Der Pfarrer holte ein altes, staubiges Buch, in dem sich eine Menge Latein fand, das er selbst nicht verstand. »Stelle deinen Fuss auf meinen und passe auf.« – »Ich bin bereit, ihr könnt beginnen.« Der Pfarrer machte einigemale das Kreuz, rief den Herrgott, die Engel, die Seelen und die Dämone an und endlich sprach er zu Tignosello: »Nun erhebt sich dein Vater und nimmt von seinen Freunden Abschied; jetzt geht er fort. Siehst du ihn, Tignosello?« – »Ich nehme ihn nicht gut aus.« – »Stütze dich besser auf mich.« – »Ach, dort ist er ja, jetzt sehe ich ihn. Wie er sich doch verändert hat.« – »Sei ein bisschen still, dass ich weiter lesen kann. .. Au! Au! du zerdrückst mir ja den Fuss.« – »Das ist nur deswegen, dass ich meinen Vater besser sehe, lieber Herr Pfarrer.« – »Das macht nichts, aber nur etwas sanfter. .. Nun schreitet er dem Himmel zu, jetzt klopft er an die Paradiesespforte. Hörst du, wie er klopft?« – »Wartet, ich muss mich besser an euch lehnen.« – »Heilige Jungfrau! Tignosello, nicht so fest!« – »Nun sehe ich ihn deutlich.« – »Der heilige Petrus öffnet ihm jetzt die Pforte und spricht mit ihm.« – »Ich verstehe nicht, was er zu ihm sagt.« – »Au, au! nicht so stark. Siehst du, jetzt ist er eingetreten.« – »Ich danke euch, lieber Herr Pfarrer, ich werde euch dafür ewig erkenntlich sein.«

Tignosello nahm sein Pferd beim Zügel und wollte sich trollen. – »Ja, was machst du denn, du nimmst den Weizen wieder mit?« – »Ja, lieber Herr Pfarrer.« – »Hast du mir nicht zwanzig Scheffel versprochen, wenn ich deinem Vater den Himmel verschaffe?« – »Ja gewiss, aber ist mein Vater auch dort?« – »Sicher, hast du ihn denn nicht gesehen?« – »Ich habe gar nichts gesehen, sondern glaubte euren Worten.
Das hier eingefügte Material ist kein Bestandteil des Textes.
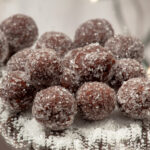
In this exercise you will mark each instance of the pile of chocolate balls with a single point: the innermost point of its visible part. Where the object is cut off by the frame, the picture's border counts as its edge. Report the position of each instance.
(59, 78)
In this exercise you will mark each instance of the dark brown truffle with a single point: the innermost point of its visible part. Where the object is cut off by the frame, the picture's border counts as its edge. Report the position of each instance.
(18, 60)
(95, 100)
(20, 30)
(58, 41)
(92, 31)
(43, 67)
(125, 69)
(54, 107)
(90, 63)
(134, 98)
(126, 47)
(4, 48)
(16, 92)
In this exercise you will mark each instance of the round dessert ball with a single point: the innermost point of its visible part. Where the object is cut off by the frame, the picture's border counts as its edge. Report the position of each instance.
(125, 69)
(126, 47)
(16, 92)
(95, 100)
(43, 67)
(58, 41)
(134, 97)
(92, 31)
(90, 63)
(21, 31)
(54, 107)
(18, 60)
(4, 48)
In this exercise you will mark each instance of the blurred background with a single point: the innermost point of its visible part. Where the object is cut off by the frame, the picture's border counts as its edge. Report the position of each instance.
(126, 16)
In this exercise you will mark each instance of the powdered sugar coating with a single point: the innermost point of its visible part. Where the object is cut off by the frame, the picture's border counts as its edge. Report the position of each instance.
(4, 49)
(126, 47)
(92, 31)
(43, 67)
(54, 107)
(16, 92)
(18, 60)
(58, 41)
(21, 31)
(95, 100)
(90, 63)
(134, 98)
(125, 69)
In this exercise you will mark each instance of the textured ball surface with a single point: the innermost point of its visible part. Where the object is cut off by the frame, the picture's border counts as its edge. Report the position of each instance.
(92, 31)
(134, 98)
(43, 67)
(58, 41)
(125, 69)
(18, 60)
(54, 107)
(16, 92)
(20, 30)
(126, 47)
(4, 48)
(95, 100)
(90, 63)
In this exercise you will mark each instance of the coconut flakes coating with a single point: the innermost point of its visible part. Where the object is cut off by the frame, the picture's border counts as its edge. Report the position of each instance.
(54, 107)
(125, 69)
(90, 63)
(21, 31)
(126, 47)
(58, 41)
(16, 92)
(95, 100)
(43, 67)
(93, 31)
(134, 98)
(4, 49)
(18, 60)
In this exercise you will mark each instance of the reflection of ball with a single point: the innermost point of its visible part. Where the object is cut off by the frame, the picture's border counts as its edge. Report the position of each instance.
(18, 60)
(92, 31)
(20, 30)
(125, 69)
(125, 47)
(43, 67)
(90, 63)
(58, 41)
(54, 107)
(134, 98)
(4, 49)
(95, 100)
(16, 92)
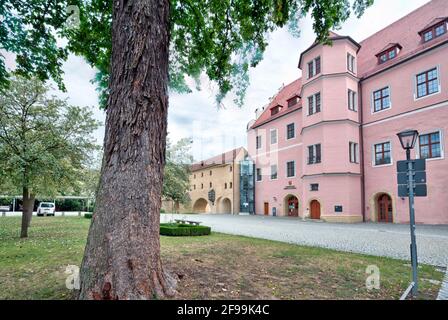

Gott befohlen, lieber Herr Pfarrer.« – »Du schlechter Christ, ich werde dich excommunizieren, ich werde deinen Vater wieder aus dem Paradies vertreiben.« – »Da kenne ich meinen Vater zu gut; wenn es ihm dort gefällt, lässt er sich nicht mehr verjagen. Guten Abend, Herr Pfarrer.«

»Wieder einer, der mir entschlüpfte,« dachte sich der Pfarrer, aber ich werde mich schon schadlos halten.